Singer refuted the claims saying they were "outrageous, vicious and completely false."

He further added that he wasn't even in Hawaii on those dates. Two months after filing, Egan dropped the lawsuit, and his attorneys made formal apologies to the other men named in the suit, television producer Garth Ancier and former Walt Disney Co. executive David Neuman, in addition to paying them a settlement. Again, it's like Singer has a guardian angel, or even several. But that wasn't the end of it...

Later in 2014, Singer was also the subject of yet another sexual assault lawsuit.

An anonymous plaintiff known as John Doe No. 117 filed a lawsuit from the U.K. alleging that Singer and producer and theme park designer Gary Wayne Goddard, another DEN investor lured him into Singer’s suite by pretending they were going to show him him Superman memorabilia.

From there, things got horrifying.

As per IndieWire:

Singer and Goddard “started grabbing John Doe in a sexual manner" and when he resisted their advances, the suit claimed Goddard brought in a man to beat him up. Singer then removed his own boxer shorts, ordered the boy to sit on him and masturbate, and attempted to anally penetrate him. The next morning, Singer called the plaintiff to apologize.

By July, the case against Singer was dropped.

This pattern even popped up when Oscar-nominated documentarian Amy Berg premiered her film, "An Open Secret," which followed "five former child actors — including former DEN plaintiffs Egan and Ryan, as well as Corey Feldman and Todd Bridges — who were sexually abused by multiple predators."

Though Singer was alluded to in the film, and there was copious footage of him at DEN parties, there were no details of allegations against him.

Even then, the film could not find distributers.
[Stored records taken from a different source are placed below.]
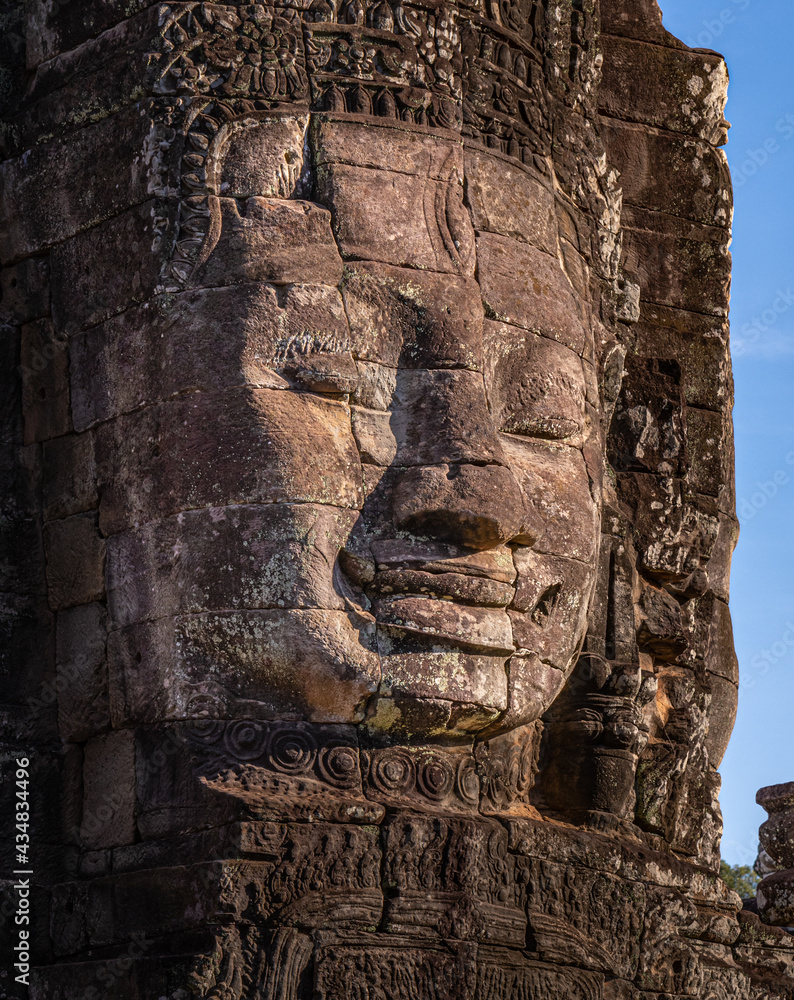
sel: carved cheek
[502,434,599,564]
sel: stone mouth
[371,564,515,608]
[372,539,516,589]
[372,594,515,656]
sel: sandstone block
[42,434,99,519]
[484,320,587,444]
[50,200,176,334]
[218,115,309,198]
[599,37,728,145]
[0,257,50,323]
[509,546,594,672]
[464,148,557,254]
[0,105,163,263]
[69,284,348,429]
[44,512,105,611]
[80,731,135,848]
[317,163,474,275]
[623,206,731,317]
[107,504,357,627]
[97,388,361,534]
[193,197,342,287]
[604,121,732,228]
[350,406,397,466]
[391,371,504,466]
[635,302,733,410]
[502,434,597,564]
[20,319,71,444]
[391,465,524,548]
[27,0,149,69]
[55,604,110,743]
[312,118,463,180]
[108,610,380,725]
[477,233,587,354]
[343,261,482,371]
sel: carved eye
[501,372,584,441]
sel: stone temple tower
[0,0,794,1000]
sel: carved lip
[371,568,515,608]
[373,594,515,656]
[371,539,516,584]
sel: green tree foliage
[720,861,761,899]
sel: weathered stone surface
[604,121,731,228]
[50,200,169,334]
[318,163,474,274]
[107,504,356,628]
[43,434,99,520]
[56,603,110,743]
[80,730,135,848]
[97,388,360,534]
[599,37,727,145]
[464,149,557,254]
[343,261,482,371]
[0,106,163,263]
[44,512,105,611]
[477,233,587,354]
[0,0,772,1000]
[108,610,380,726]
[194,197,342,287]
[69,284,348,430]
[20,319,72,444]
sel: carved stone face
[100,0,604,739]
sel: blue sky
[660,0,794,864]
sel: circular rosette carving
[268,729,317,774]
[416,753,455,802]
[369,749,416,795]
[455,757,480,806]
[317,744,360,788]
[226,720,267,760]
[185,719,226,745]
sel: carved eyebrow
[273,330,350,365]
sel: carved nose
[392,465,537,549]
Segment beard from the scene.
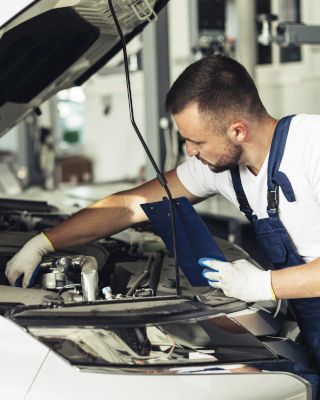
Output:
[201,142,243,172]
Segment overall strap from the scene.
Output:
[230,165,257,222]
[267,115,296,216]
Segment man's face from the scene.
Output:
[173,103,242,172]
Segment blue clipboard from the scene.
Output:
[140,197,226,286]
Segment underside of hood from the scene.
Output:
[0,0,168,135]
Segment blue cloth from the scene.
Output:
[231,116,320,399]
[141,197,226,286]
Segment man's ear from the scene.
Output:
[227,121,248,144]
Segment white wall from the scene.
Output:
[84,72,148,182]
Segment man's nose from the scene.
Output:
[186,142,199,157]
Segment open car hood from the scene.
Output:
[0,0,168,136]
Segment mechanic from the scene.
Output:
[6,56,320,367]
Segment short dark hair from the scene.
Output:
[165,55,266,123]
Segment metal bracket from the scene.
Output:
[131,0,158,22]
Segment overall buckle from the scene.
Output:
[267,188,279,214]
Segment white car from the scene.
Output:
[0,0,312,400]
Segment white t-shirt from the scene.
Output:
[177,114,320,262]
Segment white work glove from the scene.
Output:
[6,233,54,288]
[199,258,276,303]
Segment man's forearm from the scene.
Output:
[46,191,146,249]
[271,258,320,299]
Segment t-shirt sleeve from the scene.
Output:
[305,125,320,205]
[177,156,218,198]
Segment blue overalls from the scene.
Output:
[231,115,320,396]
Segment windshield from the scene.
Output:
[29,316,273,366]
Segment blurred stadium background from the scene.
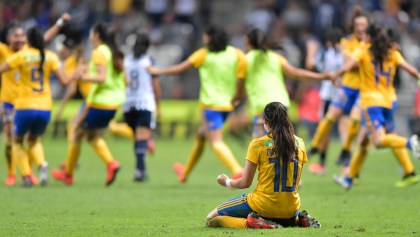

As producer Gabe Hoffman told The Guardian: "We got zero Hollywood offers to distribute the film. Not even one. Literally no offers for any price whatsoever." Hmm, who would have thought that a film about Hollywood pedophilia wouldn't find a home in Hollywood.

This week, new allegations against Singer have emerged.

Cesar Sanchez-Guzman has sued Singer for sexually assaulting him in 2003 when he was only 17 years old. According to the New York Times, Sanchez-Guzman alleges:

He met Mr. Singer for the first time at the 2003 party, which took place on a yacht in Seattle, when he offered to give him a tour of the boat. While showing him the master bedroom, according to the lawsuit, Mr. Singer shut the door behind them and demanded sex from Mr. Sanchez-Guzman.After he refused, the lawsuit says, Mr. Singer pushed him on the bed and sexually assaulted him.

But what happened AFTER the assault will make your blood boil...

After the assault, Singer threatened Sanchez-Guzman.

According to the lawsuit:

Later, Bryan Singer approached Cesar and told him that he was a producer in Hollywood and that he could help Cesar get into acting as long as Cesar never said anything about the incident. He then told Cesar that no one would believe him if he ever reported the incident, and that he could hire people who are capable of ruining someone’s reputation.

Again, all sorts of guardian angels can ruin people's reputations, as we have seen from the fallout of the Weinstein scandal.

Singer has vehemently denied the claims.

Singer's representative told the Associated Press he "categorically denies these allegations and will vehemently defend this lawsuit to the very end," adding, "Once Bryan prevails, he will pursue his own claims for malicious prosecution." Right. Interestingly, this representative probably wasn't his longtime publicist Staci Wolfe or his talent agency, CAA. Both quietly dropped him in early November.